< Psalmen 21 >
1 Voor muziekbegeleiding. Een psalm van David. Jahweh, in uw schutse verheugt zich de koning; Hoe blijde juicht hij om uw hulp!
To victorie, the salm of Dauid. Lord, the kyng schal be glad in thi vertu; and he schal ful out haue ioye greetli on thin helthe.
2 Gij hebt zijn hartewens vervuld, De bede zijner lippen niet afgewezen.
Thou hast youe to hym the desire of his herte; and thou hast not defraudid hym of the wille of hise lippis.
3 Neen, Gij tradt hem tegen met rijke zegen, En zette hem een gouden kroon op het hoofd.
For thou hast bifor come hym in the blessyngis of swetnesse; thou hast set on his heed a coroun of preciouse stoon.
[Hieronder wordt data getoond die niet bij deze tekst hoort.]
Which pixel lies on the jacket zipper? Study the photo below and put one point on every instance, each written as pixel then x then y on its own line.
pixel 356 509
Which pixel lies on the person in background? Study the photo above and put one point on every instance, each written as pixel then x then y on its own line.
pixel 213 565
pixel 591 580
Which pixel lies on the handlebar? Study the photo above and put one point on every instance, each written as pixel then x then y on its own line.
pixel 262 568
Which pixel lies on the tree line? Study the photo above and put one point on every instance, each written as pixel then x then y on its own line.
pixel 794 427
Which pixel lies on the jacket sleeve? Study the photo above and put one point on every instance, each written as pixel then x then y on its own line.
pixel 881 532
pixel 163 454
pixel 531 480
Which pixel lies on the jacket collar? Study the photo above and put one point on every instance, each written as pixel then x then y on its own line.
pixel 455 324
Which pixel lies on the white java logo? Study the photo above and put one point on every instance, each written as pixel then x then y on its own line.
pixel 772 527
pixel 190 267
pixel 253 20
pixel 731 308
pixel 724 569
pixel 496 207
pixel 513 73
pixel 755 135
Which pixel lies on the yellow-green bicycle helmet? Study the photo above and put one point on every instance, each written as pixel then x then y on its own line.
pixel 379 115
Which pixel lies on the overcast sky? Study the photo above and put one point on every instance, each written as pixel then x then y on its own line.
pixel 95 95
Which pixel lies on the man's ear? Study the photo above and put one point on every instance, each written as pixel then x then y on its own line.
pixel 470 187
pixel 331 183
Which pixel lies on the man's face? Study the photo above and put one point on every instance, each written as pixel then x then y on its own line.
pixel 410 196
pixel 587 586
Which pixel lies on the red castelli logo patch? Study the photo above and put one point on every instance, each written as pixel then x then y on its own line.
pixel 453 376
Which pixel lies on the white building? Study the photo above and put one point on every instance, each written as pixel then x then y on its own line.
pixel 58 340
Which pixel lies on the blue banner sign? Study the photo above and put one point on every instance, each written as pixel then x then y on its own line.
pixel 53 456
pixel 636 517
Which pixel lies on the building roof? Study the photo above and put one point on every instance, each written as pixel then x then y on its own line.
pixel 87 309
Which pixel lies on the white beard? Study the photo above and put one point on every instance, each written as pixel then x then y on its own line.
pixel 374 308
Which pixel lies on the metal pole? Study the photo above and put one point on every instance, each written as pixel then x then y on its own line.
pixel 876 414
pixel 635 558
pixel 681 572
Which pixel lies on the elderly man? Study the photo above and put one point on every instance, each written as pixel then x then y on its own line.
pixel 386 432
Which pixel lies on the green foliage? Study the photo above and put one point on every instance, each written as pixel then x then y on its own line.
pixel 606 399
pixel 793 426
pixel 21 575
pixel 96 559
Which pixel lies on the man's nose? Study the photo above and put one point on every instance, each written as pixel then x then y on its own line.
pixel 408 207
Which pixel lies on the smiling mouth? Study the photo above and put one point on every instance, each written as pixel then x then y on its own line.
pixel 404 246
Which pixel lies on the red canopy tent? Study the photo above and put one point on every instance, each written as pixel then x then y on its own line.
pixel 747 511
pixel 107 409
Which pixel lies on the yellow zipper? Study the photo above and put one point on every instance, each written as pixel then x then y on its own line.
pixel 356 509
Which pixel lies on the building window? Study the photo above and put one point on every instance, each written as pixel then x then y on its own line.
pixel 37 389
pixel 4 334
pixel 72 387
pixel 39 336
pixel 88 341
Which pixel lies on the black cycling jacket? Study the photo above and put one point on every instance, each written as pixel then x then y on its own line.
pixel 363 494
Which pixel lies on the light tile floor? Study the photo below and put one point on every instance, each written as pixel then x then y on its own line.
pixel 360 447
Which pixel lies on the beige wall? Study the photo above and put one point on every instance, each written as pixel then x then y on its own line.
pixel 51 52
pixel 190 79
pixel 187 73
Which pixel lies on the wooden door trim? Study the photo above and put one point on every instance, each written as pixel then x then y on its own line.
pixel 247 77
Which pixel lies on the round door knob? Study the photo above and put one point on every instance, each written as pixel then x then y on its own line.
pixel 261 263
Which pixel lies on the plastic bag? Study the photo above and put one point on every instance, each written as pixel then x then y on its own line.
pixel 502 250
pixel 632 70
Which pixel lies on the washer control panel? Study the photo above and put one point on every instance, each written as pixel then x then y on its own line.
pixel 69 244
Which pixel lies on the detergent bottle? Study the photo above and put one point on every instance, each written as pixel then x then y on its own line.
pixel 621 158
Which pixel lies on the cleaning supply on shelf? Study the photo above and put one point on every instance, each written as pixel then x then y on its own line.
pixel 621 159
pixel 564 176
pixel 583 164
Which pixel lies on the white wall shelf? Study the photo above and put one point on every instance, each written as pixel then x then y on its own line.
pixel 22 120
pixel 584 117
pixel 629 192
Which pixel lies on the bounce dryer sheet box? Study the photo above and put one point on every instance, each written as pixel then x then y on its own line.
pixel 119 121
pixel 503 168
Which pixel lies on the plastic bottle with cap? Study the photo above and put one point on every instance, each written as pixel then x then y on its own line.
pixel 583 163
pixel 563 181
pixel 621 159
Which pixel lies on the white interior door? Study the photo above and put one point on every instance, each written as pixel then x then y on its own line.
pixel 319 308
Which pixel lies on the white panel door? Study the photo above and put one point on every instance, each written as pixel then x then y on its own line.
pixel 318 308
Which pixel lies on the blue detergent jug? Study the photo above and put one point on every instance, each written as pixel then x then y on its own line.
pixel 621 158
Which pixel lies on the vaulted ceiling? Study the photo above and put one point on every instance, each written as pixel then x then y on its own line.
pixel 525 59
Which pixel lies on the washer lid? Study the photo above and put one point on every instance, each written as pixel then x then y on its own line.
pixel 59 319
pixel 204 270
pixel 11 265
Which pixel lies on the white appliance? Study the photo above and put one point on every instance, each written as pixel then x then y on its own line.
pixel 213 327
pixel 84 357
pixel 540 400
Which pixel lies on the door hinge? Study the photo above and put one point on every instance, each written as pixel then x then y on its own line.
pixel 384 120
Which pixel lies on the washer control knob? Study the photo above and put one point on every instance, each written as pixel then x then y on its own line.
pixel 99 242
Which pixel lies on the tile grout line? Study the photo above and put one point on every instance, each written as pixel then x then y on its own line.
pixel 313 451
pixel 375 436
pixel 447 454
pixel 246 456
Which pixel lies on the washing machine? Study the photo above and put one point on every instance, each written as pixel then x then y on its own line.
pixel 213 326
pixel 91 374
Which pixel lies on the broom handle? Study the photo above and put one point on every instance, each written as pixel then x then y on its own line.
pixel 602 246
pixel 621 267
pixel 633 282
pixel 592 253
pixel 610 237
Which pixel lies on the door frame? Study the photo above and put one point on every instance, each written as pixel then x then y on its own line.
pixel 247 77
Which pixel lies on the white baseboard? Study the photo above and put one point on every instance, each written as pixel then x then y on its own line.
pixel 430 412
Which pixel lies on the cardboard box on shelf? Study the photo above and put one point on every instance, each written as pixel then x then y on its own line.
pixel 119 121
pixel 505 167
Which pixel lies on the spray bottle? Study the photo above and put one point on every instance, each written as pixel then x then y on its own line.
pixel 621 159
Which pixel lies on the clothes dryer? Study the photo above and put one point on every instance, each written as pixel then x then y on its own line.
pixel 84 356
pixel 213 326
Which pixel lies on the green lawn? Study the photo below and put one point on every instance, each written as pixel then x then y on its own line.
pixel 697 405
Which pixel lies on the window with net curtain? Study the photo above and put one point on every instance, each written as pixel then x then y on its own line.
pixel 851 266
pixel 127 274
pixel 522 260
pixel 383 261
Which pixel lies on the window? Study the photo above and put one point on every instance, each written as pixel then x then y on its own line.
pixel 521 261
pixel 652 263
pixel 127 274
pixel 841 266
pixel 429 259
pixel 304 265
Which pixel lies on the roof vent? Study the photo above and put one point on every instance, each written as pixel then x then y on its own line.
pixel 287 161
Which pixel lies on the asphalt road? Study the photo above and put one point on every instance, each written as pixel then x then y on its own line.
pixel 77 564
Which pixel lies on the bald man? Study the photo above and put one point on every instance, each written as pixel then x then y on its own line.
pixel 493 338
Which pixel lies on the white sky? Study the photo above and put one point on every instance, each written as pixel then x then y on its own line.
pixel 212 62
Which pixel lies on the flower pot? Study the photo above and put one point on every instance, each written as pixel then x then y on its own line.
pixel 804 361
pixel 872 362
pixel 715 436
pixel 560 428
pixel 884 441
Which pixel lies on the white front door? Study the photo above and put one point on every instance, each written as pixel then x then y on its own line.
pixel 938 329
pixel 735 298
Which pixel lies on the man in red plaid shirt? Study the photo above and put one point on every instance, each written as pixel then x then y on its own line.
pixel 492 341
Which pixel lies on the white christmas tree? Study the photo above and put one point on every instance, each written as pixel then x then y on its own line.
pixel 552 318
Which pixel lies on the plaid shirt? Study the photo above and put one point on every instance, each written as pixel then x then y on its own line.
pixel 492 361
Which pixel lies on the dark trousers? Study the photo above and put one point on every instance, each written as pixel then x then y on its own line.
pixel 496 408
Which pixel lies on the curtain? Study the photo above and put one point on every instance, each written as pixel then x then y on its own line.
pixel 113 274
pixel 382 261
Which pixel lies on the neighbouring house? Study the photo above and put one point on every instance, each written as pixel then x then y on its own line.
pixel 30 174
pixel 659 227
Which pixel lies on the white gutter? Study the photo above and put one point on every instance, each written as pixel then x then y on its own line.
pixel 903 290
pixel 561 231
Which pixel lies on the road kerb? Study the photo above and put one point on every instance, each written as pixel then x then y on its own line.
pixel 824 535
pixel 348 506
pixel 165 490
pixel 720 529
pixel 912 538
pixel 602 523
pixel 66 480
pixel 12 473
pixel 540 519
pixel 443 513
4 Léven vroeg hij U: Gij hebt het hem geschonken, Lengte van dagen: voor eeuwig en immer.
He axide of thee lijf, and thou yauest to hym; the lengthe of daies in to the world, `and in to the world of world.
5 Groot is zijn majesteit door uw hulp, Gij hebt hem met glorie en luister getooid;
His glorie is greet in thin helthe; thou schalt putte glorie, and greet fayrnesse on hym.
6 Want Gij hebt hem overstelpt met zegen voor immer, Hem met vreugde overstroomd voor uw aanschijn.
For thou schalt yyue hym in to blessing in to the world of world; thou schalt make hym glad in ioye with thi cheer.
7 Ja, de koning blijft op Jahweh vertrouwen, Op de gunst van den Allerhoogste, zonder te wankelen!
For the kyng hopith in the Lord; and in the merci of the hiyeste he schal not be moued.
8 Uw hand zal al uw vijanden treffen, Uw rechterhand al die u haten;
Thyn hond be foundun to alle thin enemyes; thi riythond fynde alle hem that haten thee.
9 Gij zult ze doen blozen als een gloeiende oven, Wanneer gij maar een blik op hen werpt. Jahweh zal in zijn toorn ze verslinden, En het vuur ze verteren.
Thou schalt putte hem as a furneis of fier in the tyme of thi cheer; the Lord schal disturble hem in his ire, and fier schal deuoure hem.
10 Hun vrucht zult gij van de aarde verdelgen, Hun kroost onder de kinderen der mensen.
Thou schalt leese the fruyt of hem fro erthe; and `thou schalt leese the seed of hem fro the sones of men.
11 En als ze u kwaad willen doen, Of boze plannen beramen, bereiken zij niets;
For thei bowiden yuels ayens thee; thei thouyten counseils, whiche thei myyten not stablische.
12 Want gij zult ze de hielen doen lichten, En met uw boog op hen mikken.
For thou schalt putte hem abac; in thi relifs thou schalt make redi the cheer of hem.
13 Sta op dan, Jahweh, in uw kracht; Dan zingen en prijzen wij uw macht!
Lord, be thou enhaunsid in thi vertu; we schulen synge, and seie opinly thi vertues.